Stewards are those entrusted with the keeping and running of households. God’s household is the kingdom. The kingdom of God is not just words but it is power. Power. A big word, wielded, used as a shield, considered to be a way of being that excuses supremacy, rule, dominion over others, muscle, strength. Power here is none of those things. Power is simply in its most original sense, the ability to act. So what Paul is saying is that the kingdom is not merely rhetoric and nice words; it is something real, active and alive in our lives that carries with it activity. Action. Achievement and realization. The living words that have power over our lives. The Word that became flesh.

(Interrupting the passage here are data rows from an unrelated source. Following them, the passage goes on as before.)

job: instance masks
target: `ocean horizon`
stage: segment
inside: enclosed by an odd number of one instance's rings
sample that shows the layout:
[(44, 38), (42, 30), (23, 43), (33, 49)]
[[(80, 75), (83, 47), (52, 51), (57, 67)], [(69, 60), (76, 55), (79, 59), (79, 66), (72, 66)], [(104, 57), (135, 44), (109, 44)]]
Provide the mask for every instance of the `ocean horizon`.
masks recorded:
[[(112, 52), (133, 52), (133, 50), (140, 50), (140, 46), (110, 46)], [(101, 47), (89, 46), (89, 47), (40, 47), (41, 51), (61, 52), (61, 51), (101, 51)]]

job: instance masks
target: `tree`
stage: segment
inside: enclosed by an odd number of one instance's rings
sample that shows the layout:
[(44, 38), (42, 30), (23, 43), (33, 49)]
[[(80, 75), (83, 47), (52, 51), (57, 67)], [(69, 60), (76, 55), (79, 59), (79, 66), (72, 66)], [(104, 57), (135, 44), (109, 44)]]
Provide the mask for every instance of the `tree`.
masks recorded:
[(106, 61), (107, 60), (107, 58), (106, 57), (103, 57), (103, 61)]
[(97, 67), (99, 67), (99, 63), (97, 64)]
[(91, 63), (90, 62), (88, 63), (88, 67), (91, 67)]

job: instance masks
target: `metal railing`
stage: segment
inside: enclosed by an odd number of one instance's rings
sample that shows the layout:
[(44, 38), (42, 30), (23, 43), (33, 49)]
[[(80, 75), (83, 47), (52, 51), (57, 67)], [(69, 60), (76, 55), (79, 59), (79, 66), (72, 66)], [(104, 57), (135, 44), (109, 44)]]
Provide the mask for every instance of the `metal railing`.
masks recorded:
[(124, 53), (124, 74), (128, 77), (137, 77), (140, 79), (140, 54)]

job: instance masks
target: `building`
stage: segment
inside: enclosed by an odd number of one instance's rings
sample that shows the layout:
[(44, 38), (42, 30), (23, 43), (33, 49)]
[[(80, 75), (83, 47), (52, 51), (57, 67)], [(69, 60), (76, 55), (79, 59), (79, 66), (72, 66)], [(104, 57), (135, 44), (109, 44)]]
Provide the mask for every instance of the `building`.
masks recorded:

Paul enlists the image of yeast here. Yeast causes the dough to rise, be puffed up. Paul wants us to clear our households of the old yeast, the yeast that corrupts, that he associates with evil. We are to be the new bread, the unleavened bread. Yeast also takes time for the bread to rise. When God sent the plague over Egypt to encourage Pharaoh to let God’s people go, they were to sprinkle the blood of the lamb over their door posts so the angel of death would Passover and not kill their firstborn. When they were finally ready to leave Egypt they did not have time to make bread that needed to rise. So they took with them unleavened bread. They were headed for a new way of life. A life of freedom, freedom to worship Yahweh as they were meant. And the unleavened bread was the bread, the bread of their freedom and new life, was thereafter used for their yearly Passover celebration of their Exodus from Egypt.

Paul moves seamlessly from his image of the yeast and the new bread we are to be, to Christ as our Passover.  Our unleavened bread; shortly he will refer to the bread of life and institute the words we now use at the Eucharist. The words Jesus may have used as he celebrated the Passover with his friends the night before he died.

During the readings during Holy Week in my church last year a boy named Jacob read one of the passages about Jesus as the unleavened bread, our Passover.  But Jacob didn’t say unleavened, he said unleaving. Jesus was the unleaving bread. He kept to that way of the word throughout his reading. Jacob, you got it right! What a wonderful way of saying it. Jesus is our unleaving bread.

I wish Paul had been as insightful as Jacob. For Paul goes on to tell the newly formed community of followers not to eat with people who are wicked. But when Jesus was alive he ate with EVERYONE. Tax Collectors, Sinners, the Wicked.  Jesus even said that the wicked will be welcome in the kingdom of his Father. But after his death his disciples did not continue this practice. Paul here departs from the actions of Jesus, actions that enraged the religious establishment, upturned their purity laws. The wicked were unclean. The unclean were not allowed in the company of the elect. But Jesus didn’t care what the religious establishment thought of him. He cared more for those who came to him. I do realize that Paul wants his new converts to keep out of harm’s way, out of temptations way, until at least they are stronger in their faith. This too is an example from when the people went into Canaan, the land promised to them by Yahweh; they were to keep to themselves, as a way of strengthening their community. The way Elizabeth kept herself apart after Mary left her, so that her child, Jesus’ cousin and first Heralder, John the Baptist, might grow strong within his mother.  But apparently in the company of Jesus you were in the kingdom of God, no one was barred from admittance. With Jesus you experienced the action, the power of his grace-filledness, his life; he is our Passover, saving us from  death, saving us for life, saving us for a life beyond captivity, to be led out with only our daily bread; saving us so that we might find him and know that he journeys with us, accompanies and sustains us, pitches his tent with us, our unleaving bread.